Lesson of the Day: ‘High Schoolers Across the Country Are Seeking “Teenager Therapy’’’

Lesson of the Day: ‘High Schoolers Across the Country Are Seeking “Teenager Therapy’’’

Featured Article: “High Schoolers Across the Country Are Seeking ‘Teenager Therapy’” by Taylor Lorenz

As the coronavirus pandemic has upended school, summer plans and daily life for millions of teenagers, many are turning to a podcast to cope. “Teenager Therapy,” hosted by five rising seniors at Loara High School in Anaheim, Calif., has become a lifeline for kids and a breakout hit.

In this lesson, you will learn about the podcast, its young creators and the reasons for their success. In the Going Further activity, you will design your own podcast.

How familiar are you with the growing world of podcasting? Do you have some favorite podcasts? What do you like about them? When and how do you tend to listen?
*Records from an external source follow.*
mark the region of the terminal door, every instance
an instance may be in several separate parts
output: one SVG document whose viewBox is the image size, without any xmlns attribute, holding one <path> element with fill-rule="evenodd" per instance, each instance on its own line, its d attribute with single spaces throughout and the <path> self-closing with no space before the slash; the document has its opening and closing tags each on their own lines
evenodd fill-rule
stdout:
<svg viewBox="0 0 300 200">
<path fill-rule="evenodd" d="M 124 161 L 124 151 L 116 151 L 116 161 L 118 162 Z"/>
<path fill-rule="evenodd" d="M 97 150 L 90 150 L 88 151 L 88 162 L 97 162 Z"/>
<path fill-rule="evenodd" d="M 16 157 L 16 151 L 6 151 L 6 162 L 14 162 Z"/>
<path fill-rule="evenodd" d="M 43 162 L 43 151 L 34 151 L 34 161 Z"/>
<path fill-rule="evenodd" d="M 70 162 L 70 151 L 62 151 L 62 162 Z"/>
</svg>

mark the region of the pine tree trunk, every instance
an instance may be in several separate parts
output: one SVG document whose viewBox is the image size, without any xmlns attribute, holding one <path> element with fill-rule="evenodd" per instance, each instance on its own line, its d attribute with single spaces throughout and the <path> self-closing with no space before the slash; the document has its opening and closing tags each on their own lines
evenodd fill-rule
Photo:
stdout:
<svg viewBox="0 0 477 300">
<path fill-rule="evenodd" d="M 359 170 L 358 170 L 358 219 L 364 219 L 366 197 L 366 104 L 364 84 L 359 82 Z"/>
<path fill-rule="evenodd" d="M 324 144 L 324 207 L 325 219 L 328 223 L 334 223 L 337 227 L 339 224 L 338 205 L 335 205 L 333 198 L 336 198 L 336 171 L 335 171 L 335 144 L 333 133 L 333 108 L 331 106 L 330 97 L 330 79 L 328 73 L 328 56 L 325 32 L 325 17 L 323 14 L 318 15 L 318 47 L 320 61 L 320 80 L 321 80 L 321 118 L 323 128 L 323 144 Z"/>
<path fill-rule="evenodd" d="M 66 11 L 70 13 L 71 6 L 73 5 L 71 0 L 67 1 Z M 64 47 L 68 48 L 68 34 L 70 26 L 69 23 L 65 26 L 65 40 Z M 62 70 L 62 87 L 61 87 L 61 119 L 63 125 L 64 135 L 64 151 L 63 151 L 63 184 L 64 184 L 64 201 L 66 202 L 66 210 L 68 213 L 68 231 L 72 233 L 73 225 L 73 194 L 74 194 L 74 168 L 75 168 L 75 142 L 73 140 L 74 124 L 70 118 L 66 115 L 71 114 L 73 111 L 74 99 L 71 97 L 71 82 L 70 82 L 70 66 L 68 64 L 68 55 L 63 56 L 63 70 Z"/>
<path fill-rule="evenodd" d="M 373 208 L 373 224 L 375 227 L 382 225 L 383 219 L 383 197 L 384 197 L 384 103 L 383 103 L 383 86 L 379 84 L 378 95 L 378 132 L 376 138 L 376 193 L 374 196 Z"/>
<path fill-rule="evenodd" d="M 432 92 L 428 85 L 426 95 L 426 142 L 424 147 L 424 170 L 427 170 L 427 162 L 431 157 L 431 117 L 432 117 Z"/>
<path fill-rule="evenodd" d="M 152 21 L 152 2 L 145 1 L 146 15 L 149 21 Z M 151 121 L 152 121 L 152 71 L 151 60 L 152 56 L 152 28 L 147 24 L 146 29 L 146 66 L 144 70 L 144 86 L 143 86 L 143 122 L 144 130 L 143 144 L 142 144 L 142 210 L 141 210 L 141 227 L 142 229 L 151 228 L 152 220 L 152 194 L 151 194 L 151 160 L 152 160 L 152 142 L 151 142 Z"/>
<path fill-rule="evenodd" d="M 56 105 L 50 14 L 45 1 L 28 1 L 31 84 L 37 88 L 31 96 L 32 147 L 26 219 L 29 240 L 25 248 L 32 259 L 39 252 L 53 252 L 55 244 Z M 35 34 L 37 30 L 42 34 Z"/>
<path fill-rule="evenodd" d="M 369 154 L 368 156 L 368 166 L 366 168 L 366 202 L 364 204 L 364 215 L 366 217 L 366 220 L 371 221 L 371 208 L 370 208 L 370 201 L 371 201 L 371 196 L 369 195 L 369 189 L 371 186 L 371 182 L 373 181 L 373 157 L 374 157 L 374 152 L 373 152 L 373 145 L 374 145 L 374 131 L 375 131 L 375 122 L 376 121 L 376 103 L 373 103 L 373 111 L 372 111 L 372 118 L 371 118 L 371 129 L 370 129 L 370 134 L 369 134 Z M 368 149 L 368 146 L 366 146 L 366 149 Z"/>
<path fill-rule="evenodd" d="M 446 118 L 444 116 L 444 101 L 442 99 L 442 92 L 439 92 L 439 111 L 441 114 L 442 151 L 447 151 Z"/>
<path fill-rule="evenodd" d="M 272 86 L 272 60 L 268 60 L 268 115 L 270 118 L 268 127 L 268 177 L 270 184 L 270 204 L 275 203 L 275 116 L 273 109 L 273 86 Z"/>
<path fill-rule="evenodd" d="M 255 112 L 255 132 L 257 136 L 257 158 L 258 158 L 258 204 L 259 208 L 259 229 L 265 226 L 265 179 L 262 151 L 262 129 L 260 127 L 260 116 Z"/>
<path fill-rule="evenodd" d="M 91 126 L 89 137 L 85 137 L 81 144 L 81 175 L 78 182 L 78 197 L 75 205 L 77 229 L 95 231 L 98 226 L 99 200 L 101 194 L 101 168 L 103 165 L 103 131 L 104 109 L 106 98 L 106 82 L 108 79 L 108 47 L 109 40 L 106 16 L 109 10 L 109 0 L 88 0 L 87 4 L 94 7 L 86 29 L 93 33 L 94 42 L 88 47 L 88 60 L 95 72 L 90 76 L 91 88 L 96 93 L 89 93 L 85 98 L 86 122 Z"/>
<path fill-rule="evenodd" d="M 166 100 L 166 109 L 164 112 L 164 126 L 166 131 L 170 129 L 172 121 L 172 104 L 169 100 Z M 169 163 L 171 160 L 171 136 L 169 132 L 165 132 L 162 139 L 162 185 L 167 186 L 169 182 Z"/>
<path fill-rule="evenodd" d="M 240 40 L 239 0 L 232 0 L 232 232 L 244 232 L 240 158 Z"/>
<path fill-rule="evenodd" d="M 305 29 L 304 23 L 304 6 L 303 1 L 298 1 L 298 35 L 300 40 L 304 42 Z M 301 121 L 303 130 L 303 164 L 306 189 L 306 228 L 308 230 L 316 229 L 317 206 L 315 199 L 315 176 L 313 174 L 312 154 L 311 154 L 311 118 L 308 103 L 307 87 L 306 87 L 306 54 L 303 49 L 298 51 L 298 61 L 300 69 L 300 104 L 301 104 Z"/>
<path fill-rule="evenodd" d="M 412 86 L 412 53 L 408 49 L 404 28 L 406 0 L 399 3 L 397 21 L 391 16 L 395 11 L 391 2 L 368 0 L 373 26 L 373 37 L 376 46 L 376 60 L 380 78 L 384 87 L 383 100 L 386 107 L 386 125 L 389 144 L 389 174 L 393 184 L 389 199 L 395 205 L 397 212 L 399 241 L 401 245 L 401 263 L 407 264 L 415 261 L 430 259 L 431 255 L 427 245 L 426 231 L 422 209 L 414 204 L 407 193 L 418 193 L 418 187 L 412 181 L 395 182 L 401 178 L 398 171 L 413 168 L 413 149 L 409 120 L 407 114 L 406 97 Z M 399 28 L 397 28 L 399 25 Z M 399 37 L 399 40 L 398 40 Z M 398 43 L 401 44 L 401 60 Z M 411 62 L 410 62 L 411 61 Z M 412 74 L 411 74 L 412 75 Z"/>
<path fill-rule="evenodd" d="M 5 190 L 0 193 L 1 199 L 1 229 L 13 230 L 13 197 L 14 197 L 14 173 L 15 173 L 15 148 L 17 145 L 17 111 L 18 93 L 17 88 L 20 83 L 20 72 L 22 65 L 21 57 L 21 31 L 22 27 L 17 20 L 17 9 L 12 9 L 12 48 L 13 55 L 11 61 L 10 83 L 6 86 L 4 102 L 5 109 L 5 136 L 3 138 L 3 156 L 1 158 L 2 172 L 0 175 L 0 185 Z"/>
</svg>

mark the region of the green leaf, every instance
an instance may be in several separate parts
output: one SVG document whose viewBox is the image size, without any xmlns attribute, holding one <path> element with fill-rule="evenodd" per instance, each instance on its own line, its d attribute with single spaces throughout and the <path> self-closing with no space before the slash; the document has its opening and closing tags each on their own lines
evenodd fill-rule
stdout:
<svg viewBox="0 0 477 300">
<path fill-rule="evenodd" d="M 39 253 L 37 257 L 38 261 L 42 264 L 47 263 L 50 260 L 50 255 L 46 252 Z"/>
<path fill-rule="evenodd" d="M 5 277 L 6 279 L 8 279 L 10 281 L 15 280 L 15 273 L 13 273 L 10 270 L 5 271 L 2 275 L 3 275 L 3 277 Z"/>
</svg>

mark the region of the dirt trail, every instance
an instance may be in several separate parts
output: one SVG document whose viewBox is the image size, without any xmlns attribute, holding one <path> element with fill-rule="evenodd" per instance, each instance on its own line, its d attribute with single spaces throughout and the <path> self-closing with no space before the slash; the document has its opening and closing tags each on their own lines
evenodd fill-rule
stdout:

If you’ve never listened to a podcast, what subjects do you think might interest you?

Now, take five minutes to listen to an episode from the “Teenager Therapy” podcast above. Then answer the following questions:

  • What do you notice?

  • What are the qualities you think make the podcast so popular?

  • Which aspect do you find most appealing and why? Do you relate to any of the podcasters’ interests, views and experiences?

Read the article, then answer the following questions:

1. Who are the five teenagers who created the “Teenager Therapy” podcast? What in their personal biographies do you find most interesting?

2. What goals do the young creators have for the podcast? Why is it important for the podcast to be “raw and authentic,” according to Gael Aitor, 17, one of the show’s hosts?

3. How has the podcast grown and changed over time? What lessons have the five teenagers learned about making a successful and engaging podcast?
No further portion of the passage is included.